ஐ.எஸ்.எஸ்.என்: 2161-0487
Alexandra H. Cowden Hindash1,2,3*, Anna H. Staudenmeyer1,4*, Allison Diamond Altman5, Callan Lujan6, Anna Kim1, Martha Schmitz1,2, Sabra S. Inslicht1,2
This case study provides an example of the potential benefit of augmenting Prolonged Exposure therapy with sensory
cues while integrating psychophysiological measurement into clinic-based PTSD psychotherapy. With reference to
the emotion processing theory of PTSD, we highlight the potential of integrating psychophysiological measures
during treatment to shed light on a person’s emotional engagement with their trauma memory. Further, we explore
potential differences when processing is focused on a discrete traumatic event during adulthood compared with
processing a prototypical event from repeated childhood abuse within the same individual. Objective data from
both skin conductance and heart rate, measured by photoplethysmography, were analyzed and compared with
subjective measures of distress throughout 23-sessions of psychotherapy. Bivariate correlations between physiological
and self-reported distress suggest changes in concordance between objective and subjective distress measurements
observed throughout treatment, particularly within sessions identified via clinical judgment as pivotal change
sessions.

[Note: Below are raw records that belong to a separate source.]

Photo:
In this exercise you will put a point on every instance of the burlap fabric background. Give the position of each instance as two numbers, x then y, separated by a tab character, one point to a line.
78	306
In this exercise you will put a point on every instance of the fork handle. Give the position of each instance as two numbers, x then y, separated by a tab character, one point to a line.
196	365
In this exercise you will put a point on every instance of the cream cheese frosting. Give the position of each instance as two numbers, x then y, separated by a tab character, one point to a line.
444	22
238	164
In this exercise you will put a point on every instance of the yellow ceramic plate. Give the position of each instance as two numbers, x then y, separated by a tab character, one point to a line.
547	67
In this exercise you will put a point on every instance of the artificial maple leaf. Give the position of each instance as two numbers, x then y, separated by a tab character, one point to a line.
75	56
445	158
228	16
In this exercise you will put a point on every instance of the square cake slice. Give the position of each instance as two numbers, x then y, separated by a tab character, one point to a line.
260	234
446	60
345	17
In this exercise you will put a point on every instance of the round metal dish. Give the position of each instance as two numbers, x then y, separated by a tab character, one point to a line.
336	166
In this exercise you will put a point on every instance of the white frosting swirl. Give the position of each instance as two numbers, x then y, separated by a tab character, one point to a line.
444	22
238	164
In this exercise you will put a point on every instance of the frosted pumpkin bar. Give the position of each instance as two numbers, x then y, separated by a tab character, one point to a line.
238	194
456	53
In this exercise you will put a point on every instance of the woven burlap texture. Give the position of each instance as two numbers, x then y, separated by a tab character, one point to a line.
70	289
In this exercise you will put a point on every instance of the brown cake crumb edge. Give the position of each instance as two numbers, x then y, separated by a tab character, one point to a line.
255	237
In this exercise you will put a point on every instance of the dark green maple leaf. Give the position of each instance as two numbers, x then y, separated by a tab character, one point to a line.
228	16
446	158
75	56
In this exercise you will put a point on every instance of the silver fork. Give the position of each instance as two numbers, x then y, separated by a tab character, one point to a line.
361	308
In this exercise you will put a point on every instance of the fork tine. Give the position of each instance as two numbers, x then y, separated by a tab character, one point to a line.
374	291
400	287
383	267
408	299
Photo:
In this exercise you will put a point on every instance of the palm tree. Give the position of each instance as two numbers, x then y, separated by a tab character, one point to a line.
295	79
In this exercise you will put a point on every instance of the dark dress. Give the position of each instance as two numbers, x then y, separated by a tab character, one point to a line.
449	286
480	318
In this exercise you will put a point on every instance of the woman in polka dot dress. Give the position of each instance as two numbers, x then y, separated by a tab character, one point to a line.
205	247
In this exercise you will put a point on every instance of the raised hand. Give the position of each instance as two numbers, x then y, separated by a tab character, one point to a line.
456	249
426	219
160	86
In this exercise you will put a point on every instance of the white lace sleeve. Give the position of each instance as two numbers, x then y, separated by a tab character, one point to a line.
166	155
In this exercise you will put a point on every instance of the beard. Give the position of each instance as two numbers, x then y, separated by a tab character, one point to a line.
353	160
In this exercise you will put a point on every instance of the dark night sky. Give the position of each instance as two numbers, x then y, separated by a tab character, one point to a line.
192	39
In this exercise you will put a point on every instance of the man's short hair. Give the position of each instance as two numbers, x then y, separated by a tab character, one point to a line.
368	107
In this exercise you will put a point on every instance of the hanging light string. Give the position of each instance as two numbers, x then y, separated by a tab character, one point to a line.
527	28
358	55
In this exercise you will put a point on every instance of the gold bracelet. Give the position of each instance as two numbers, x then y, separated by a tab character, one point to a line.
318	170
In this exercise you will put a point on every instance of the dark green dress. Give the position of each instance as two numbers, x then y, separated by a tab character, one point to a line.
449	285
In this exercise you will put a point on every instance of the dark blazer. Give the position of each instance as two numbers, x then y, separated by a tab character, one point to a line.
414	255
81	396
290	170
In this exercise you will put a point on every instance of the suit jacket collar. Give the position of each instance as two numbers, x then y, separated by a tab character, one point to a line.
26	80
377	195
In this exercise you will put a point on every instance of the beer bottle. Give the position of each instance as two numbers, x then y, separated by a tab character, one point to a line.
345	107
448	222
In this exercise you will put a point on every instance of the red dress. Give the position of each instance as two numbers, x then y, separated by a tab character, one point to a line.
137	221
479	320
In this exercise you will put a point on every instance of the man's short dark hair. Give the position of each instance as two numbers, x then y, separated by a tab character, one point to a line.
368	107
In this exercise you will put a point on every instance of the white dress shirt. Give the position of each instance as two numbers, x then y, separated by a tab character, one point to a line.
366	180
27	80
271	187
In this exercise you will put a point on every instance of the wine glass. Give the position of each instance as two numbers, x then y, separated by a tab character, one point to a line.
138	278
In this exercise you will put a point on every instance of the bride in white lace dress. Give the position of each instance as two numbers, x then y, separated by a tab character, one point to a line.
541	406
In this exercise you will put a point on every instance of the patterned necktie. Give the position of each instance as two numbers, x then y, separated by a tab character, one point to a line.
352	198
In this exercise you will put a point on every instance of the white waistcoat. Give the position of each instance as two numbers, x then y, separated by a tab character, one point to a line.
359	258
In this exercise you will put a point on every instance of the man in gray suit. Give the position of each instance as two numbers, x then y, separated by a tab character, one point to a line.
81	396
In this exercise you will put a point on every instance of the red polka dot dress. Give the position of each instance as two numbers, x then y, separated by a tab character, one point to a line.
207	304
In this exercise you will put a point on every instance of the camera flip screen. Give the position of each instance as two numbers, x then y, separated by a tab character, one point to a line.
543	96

Exemplar sessions are presented to illustrate the utility of integrating psychophysiological reactivity
measures into a standard clinic-based PTSD treatment. We conclude with a clinical perspective on the potential
benefit of protocol augmentation, the limitations of symptom measures that may not adequately portray therapeutic
processes in complex trauma cases, and provide future directions related to the fruitful integration of sensory cues
and psychophysiological measurement into therapeutic procedures.